Erwin had known for months.  At first his jealousy was hot and sharp, lodged itself in his throat when she spoke to him, in his groin when she moved close.  After a time the sharpness eased and something new took its place, something heavy and smooth as a river stone.  The feel of it became a comfort; he thought the weight of it held his heart in place.  

He pulled the washtub out from under the porch steps and turned on the hose to fill it.  The water splinked and spluttered against the tin basin, swallowing his wife's voice.  

Erwin knew he no longer understood her, couldn't make sense of the things she needed. He thought the lover might deserve her.  After all, it was the lover who'd recognized the space the first Myrna left behind, known she needed it filled. Erwin had only thought to try again.  He was a gardener, used to frosts and pests and dry seasons. He was always prepared to replant. 

When the tub was filled he went for Red. He was under the empty hutch, licking the dried blood from his paws.  He was a good old dog and still a good hunter.  Erwin appreciated how little Red had changed over the years, how little things had changed between them.  He knew that when he called Red over and pointed at the washtub, Red would drop his head low and creep toward it, looking back over his shoulder after every few steps.  He knew that when Red reached the tub he would stop and cringe, and that Erwin would have to hoist him up over the side and into the water.  It made Erwin feel foolish, how grateful he was for those certainties. 

He used his own shampoo on Red, scrubbing him all over.  He spent extra time on his paws, carefully rinsing the blood-stiff tufts of fur between each pad.  The bath took a long time; Red needed the washing.

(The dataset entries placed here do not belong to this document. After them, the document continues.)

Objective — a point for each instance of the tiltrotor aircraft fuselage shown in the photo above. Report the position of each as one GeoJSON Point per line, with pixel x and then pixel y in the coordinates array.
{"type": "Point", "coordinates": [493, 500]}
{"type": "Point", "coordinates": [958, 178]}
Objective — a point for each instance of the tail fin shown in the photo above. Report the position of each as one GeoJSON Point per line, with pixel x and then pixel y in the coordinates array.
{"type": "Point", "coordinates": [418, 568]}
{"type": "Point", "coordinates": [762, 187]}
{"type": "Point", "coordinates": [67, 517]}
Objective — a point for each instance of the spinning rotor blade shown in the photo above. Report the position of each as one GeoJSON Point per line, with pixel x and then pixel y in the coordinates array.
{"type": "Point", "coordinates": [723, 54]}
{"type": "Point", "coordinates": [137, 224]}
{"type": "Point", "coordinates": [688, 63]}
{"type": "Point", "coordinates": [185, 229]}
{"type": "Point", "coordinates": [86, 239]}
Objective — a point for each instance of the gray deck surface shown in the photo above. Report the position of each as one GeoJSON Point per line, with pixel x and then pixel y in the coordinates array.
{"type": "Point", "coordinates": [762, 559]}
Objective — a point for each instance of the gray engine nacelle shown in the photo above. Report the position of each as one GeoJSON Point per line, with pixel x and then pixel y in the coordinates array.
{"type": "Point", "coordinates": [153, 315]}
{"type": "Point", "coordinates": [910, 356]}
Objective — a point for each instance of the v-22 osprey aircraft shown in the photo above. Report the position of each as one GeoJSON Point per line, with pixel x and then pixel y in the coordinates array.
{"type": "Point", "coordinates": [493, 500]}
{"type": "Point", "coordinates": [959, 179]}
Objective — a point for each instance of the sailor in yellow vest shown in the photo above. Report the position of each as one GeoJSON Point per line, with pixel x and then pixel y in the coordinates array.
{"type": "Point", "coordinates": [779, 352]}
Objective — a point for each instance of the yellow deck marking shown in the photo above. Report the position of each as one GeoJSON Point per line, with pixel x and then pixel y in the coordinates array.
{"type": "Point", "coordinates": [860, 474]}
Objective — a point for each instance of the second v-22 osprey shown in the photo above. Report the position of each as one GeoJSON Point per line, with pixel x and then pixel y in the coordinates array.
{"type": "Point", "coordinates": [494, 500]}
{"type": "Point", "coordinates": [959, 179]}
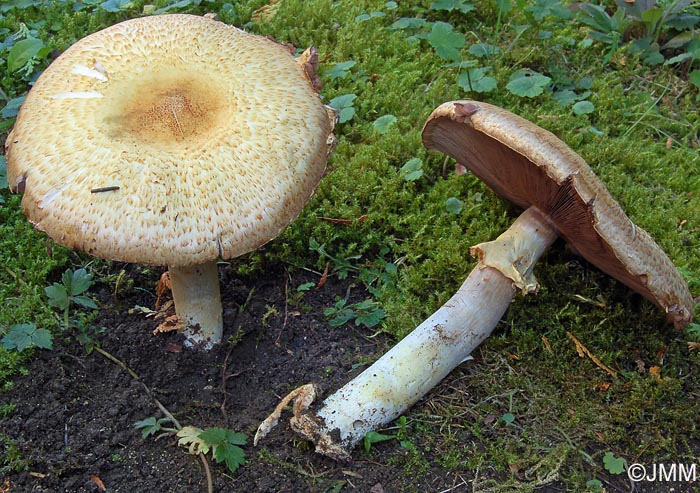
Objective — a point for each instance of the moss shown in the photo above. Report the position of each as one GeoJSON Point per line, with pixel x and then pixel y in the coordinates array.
{"type": "Point", "coordinates": [642, 141]}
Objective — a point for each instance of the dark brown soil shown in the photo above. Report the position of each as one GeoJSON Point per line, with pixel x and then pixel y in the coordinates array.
{"type": "Point", "coordinates": [75, 412]}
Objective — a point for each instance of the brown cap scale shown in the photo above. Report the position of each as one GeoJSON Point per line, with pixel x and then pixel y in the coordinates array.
{"type": "Point", "coordinates": [530, 166]}
{"type": "Point", "coordinates": [561, 197]}
{"type": "Point", "coordinates": [170, 140]}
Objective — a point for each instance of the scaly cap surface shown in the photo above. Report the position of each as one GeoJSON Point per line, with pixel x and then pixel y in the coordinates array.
{"type": "Point", "coordinates": [171, 139]}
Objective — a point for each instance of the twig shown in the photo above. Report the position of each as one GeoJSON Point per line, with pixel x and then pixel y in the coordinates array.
{"type": "Point", "coordinates": [286, 310]}
{"type": "Point", "coordinates": [164, 410]}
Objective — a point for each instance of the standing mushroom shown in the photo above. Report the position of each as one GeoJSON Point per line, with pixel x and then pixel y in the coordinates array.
{"type": "Point", "coordinates": [171, 140]}
{"type": "Point", "coordinates": [561, 197]}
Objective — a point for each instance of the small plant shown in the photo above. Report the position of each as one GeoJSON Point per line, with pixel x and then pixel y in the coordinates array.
{"type": "Point", "coordinates": [366, 313]}
{"type": "Point", "coordinates": [69, 292]}
{"type": "Point", "coordinates": [412, 170]}
{"type": "Point", "coordinates": [151, 426]}
{"type": "Point", "coordinates": [344, 105]}
{"type": "Point", "coordinates": [223, 444]}
{"type": "Point", "coordinates": [3, 177]}
{"type": "Point", "coordinates": [23, 336]}
{"type": "Point", "coordinates": [654, 27]}
{"type": "Point", "coordinates": [375, 437]}
{"type": "Point", "coordinates": [614, 465]}
{"type": "Point", "coordinates": [342, 265]}
{"type": "Point", "coordinates": [384, 123]}
{"type": "Point", "coordinates": [527, 83]}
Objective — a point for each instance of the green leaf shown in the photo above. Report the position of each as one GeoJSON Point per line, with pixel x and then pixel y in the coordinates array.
{"type": "Point", "coordinates": [371, 15]}
{"type": "Point", "coordinates": [565, 97]}
{"type": "Point", "coordinates": [383, 123]}
{"type": "Point", "coordinates": [346, 114]}
{"type": "Point", "coordinates": [116, 5]}
{"type": "Point", "coordinates": [190, 438]}
{"type": "Point", "coordinates": [614, 465]}
{"type": "Point", "coordinates": [483, 49]}
{"type": "Point", "coordinates": [305, 286]}
{"type": "Point", "coordinates": [3, 173]}
{"type": "Point", "coordinates": [174, 6]}
{"type": "Point", "coordinates": [22, 52]}
{"type": "Point", "coordinates": [58, 296]}
{"type": "Point", "coordinates": [216, 436]}
{"type": "Point", "coordinates": [475, 79]}
{"type": "Point", "coordinates": [408, 23]}
{"type": "Point", "coordinates": [528, 83]}
{"type": "Point", "coordinates": [231, 454]}
{"type": "Point", "coordinates": [694, 78]}
{"type": "Point", "coordinates": [22, 336]}
{"type": "Point", "coordinates": [583, 108]}
{"type": "Point", "coordinates": [445, 41]}
{"type": "Point", "coordinates": [375, 437]}
{"type": "Point", "coordinates": [450, 5]}
{"type": "Point", "coordinates": [80, 281]}
{"type": "Point", "coordinates": [370, 318]}
{"type": "Point", "coordinates": [12, 107]}
{"type": "Point", "coordinates": [341, 69]}
{"type": "Point", "coordinates": [412, 170]}
{"type": "Point", "coordinates": [85, 302]}
{"type": "Point", "coordinates": [43, 339]}
{"type": "Point", "coordinates": [341, 317]}
{"type": "Point", "coordinates": [454, 205]}
{"type": "Point", "coordinates": [344, 106]}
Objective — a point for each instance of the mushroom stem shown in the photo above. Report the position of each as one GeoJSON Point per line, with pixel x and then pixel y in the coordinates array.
{"type": "Point", "coordinates": [423, 358]}
{"type": "Point", "coordinates": [198, 303]}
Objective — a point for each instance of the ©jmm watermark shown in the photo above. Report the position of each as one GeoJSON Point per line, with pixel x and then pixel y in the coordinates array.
{"type": "Point", "coordinates": [676, 473]}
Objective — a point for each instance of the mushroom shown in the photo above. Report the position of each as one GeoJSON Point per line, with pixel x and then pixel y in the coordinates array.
{"type": "Point", "coordinates": [561, 197]}
{"type": "Point", "coordinates": [172, 140]}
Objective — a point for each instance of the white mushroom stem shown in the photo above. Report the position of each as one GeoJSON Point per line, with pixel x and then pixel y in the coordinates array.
{"type": "Point", "coordinates": [422, 359]}
{"type": "Point", "coordinates": [198, 303]}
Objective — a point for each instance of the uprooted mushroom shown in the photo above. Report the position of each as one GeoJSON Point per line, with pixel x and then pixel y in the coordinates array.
{"type": "Point", "coordinates": [172, 140]}
{"type": "Point", "coordinates": [561, 197]}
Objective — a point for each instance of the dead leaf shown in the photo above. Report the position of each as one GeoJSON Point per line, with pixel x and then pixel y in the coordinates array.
{"type": "Point", "coordinates": [173, 347]}
{"type": "Point", "coordinates": [547, 345]}
{"type": "Point", "coordinates": [604, 386]}
{"type": "Point", "coordinates": [266, 12]}
{"type": "Point", "coordinates": [583, 351]}
{"type": "Point", "coordinates": [352, 474]}
{"type": "Point", "coordinates": [100, 485]}
{"type": "Point", "coordinates": [377, 488]}
{"type": "Point", "coordinates": [162, 287]}
{"type": "Point", "coordinates": [324, 277]}
{"type": "Point", "coordinates": [655, 371]}
{"type": "Point", "coordinates": [345, 222]}
{"type": "Point", "coordinates": [170, 324]}
{"type": "Point", "coordinates": [661, 354]}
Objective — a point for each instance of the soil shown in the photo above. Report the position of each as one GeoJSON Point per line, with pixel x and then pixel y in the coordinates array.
{"type": "Point", "coordinates": [75, 412]}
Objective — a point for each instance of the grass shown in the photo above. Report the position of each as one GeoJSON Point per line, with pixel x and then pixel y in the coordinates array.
{"type": "Point", "coordinates": [641, 139]}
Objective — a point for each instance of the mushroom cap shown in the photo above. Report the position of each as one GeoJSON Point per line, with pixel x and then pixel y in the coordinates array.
{"type": "Point", "coordinates": [531, 167]}
{"type": "Point", "coordinates": [172, 139]}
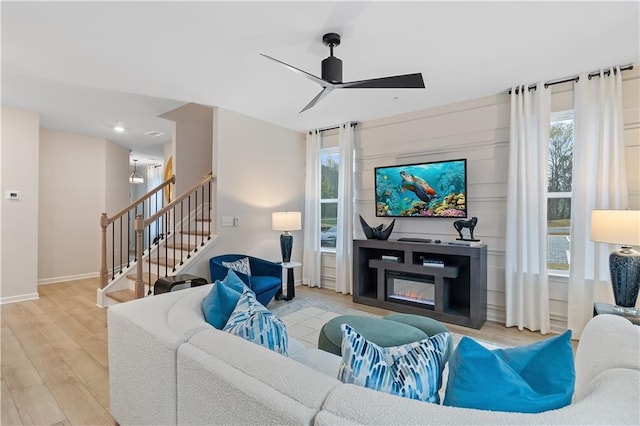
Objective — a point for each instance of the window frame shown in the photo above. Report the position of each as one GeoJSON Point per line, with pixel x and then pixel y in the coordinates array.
{"type": "Point", "coordinates": [556, 117]}
{"type": "Point", "coordinates": [323, 152]}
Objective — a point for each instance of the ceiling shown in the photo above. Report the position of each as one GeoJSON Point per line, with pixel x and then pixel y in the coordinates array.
{"type": "Point", "coordinates": [85, 65]}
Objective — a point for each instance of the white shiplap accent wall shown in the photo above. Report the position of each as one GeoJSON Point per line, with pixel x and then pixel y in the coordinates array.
{"type": "Point", "coordinates": [477, 130]}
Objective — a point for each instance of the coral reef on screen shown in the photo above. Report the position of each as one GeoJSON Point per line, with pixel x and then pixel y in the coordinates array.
{"type": "Point", "coordinates": [422, 190]}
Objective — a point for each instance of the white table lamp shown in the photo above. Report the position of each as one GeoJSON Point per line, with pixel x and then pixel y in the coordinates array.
{"type": "Point", "coordinates": [620, 227]}
{"type": "Point", "coordinates": [287, 222]}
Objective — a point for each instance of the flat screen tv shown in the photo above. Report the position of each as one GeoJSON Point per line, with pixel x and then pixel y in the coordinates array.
{"type": "Point", "coordinates": [436, 189]}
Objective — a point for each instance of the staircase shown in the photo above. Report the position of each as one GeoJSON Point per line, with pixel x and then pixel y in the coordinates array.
{"type": "Point", "coordinates": [165, 235]}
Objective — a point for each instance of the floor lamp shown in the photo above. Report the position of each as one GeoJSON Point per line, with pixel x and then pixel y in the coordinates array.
{"type": "Point", "coordinates": [620, 227]}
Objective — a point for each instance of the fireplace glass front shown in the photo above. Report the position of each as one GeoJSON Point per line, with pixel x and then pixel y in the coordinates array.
{"type": "Point", "coordinates": [410, 288]}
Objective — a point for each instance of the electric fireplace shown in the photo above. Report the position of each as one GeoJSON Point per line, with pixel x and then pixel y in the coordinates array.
{"type": "Point", "coordinates": [412, 289]}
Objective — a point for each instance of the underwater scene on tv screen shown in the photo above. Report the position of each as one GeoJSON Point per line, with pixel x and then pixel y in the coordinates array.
{"type": "Point", "coordinates": [422, 190]}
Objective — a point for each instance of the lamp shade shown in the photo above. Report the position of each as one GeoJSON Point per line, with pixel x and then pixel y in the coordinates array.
{"type": "Point", "coordinates": [616, 227]}
{"type": "Point", "coordinates": [286, 221]}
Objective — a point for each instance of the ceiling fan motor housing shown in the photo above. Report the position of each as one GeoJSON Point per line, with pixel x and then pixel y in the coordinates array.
{"type": "Point", "coordinates": [332, 70]}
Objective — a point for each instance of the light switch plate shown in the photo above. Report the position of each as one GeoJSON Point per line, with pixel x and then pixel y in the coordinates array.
{"type": "Point", "coordinates": [12, 195]}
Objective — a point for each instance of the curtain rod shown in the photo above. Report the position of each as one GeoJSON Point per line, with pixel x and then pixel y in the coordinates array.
{"type": "Point", "coordinates": [353, 124]}
{"type": "Point", "coordinates": [576, 78]}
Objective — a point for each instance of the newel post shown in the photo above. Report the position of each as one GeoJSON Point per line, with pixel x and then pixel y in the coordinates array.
{"type": "Point", "coordinates": [104, 273]}
{"type": "Point", "coordinates": [139, 228]}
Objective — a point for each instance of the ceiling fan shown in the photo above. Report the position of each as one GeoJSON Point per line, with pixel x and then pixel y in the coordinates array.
{"type": "Point", "coordinates": [332, 75]}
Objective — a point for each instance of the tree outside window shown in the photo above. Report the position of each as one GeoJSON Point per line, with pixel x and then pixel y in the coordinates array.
{"type": "Point", "coordinates": [329, 167]}
{"type": "Point", "coordinates": [559, 190]}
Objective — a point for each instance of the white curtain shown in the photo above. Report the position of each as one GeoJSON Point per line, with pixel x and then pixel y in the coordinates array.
{"type": "Point", "coordinates": [344, 235]}
{"type": "Point", "coordinates": [526, 282]}
{"type": "Point", "coordinates": [311, 250]}
{"type": "Point", "coordinates": [599, 182]}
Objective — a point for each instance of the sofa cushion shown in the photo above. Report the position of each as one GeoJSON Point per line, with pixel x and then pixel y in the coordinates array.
{"type": "Point", "coordinates": [528, 379]}
{"type": "Point", "coordinates": [255, 323]}
{"type": "Point", "coordinates": [240, 265]}
{"type": "Point", "coordinates": [218, 305]}
{"type": "Point", "coordinates": [412, 370]}
{"type": "Point", "coordinates": [260, 284]}
{"type": "Point", "coordinates": [377, 330]}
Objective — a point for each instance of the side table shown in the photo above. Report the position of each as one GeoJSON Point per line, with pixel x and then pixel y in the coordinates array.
{"type": "Point", "coordinates": [291, 292]}
{"type": "Point", "coordinates": [606, 308]}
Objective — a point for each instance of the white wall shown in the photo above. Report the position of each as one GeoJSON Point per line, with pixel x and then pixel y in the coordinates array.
{"type": "Point", "coordinates": [19, 218]}
{"type": "Point", "coordinates": [80, 178]}
{"type": "Point", "coordinates": [477, 130]}
{"type": "Point", "coordinates": [192, 136]}
{"type": "Point", "coordinates": [259, 169]}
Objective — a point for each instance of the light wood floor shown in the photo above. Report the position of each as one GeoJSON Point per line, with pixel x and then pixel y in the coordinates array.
{"type": "Point", "coordinates": [55, 360]}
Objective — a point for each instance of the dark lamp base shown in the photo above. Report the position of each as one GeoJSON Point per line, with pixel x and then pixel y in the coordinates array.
{"type": "Point", "coordinates": [286, 245]}
{"type": "Point", "coordinates": [624, 266]}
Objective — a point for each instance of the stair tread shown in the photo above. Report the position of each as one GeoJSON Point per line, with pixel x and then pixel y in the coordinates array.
{"type": "Point", "coordinates": [164, 261]}
{"type": "Point", "coordinates": [196, 232]}
{"type": "Point", "coordinates": [183, 246]}
{"type": "Point", "coordinates": [145, 277]}
{"type": "Point", "coordinates": [122, 296]}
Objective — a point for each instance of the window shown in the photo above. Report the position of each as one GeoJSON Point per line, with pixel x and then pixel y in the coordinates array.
{"type": "Point", "coordinates": [329, 167]}
{"type": "Point", "coordinates": [559, 190]}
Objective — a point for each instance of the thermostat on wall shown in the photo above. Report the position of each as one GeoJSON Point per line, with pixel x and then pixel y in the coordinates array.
{"type": "Point", "coordinates": [12, 195]}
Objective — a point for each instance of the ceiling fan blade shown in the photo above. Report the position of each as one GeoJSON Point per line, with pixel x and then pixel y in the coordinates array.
{"type": "Point", "coordinates": [299, 71]}
{"type": "Point", "coordinates": [324, 92]}
{"type": "Point", "coordinates": [407, 81]}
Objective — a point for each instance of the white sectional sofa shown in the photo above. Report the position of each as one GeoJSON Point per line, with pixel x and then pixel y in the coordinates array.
{"type": "Point", "coordinates": [168, 366]}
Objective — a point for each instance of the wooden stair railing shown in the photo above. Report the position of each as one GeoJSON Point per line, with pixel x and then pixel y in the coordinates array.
{"type": "Point", "coordinates": [186, 220]}
{"type": "Point", "coordinates": [120, 242]}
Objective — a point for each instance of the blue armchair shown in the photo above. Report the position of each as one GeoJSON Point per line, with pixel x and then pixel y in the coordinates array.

When it was over Erwin dragged the tub around to the hutch and dumped it out.  Without the sounds of the bath he could hear his wife again. He wondered if Red knew her lover.  Erwin didn't.  He decided early on to know as little as possible.  It would leave more to his imagination while it lasted, but there would be less to hold onto when it passed.  Once the squash sprouted up from the rabbit's grave there would be almost nothing left of it at all.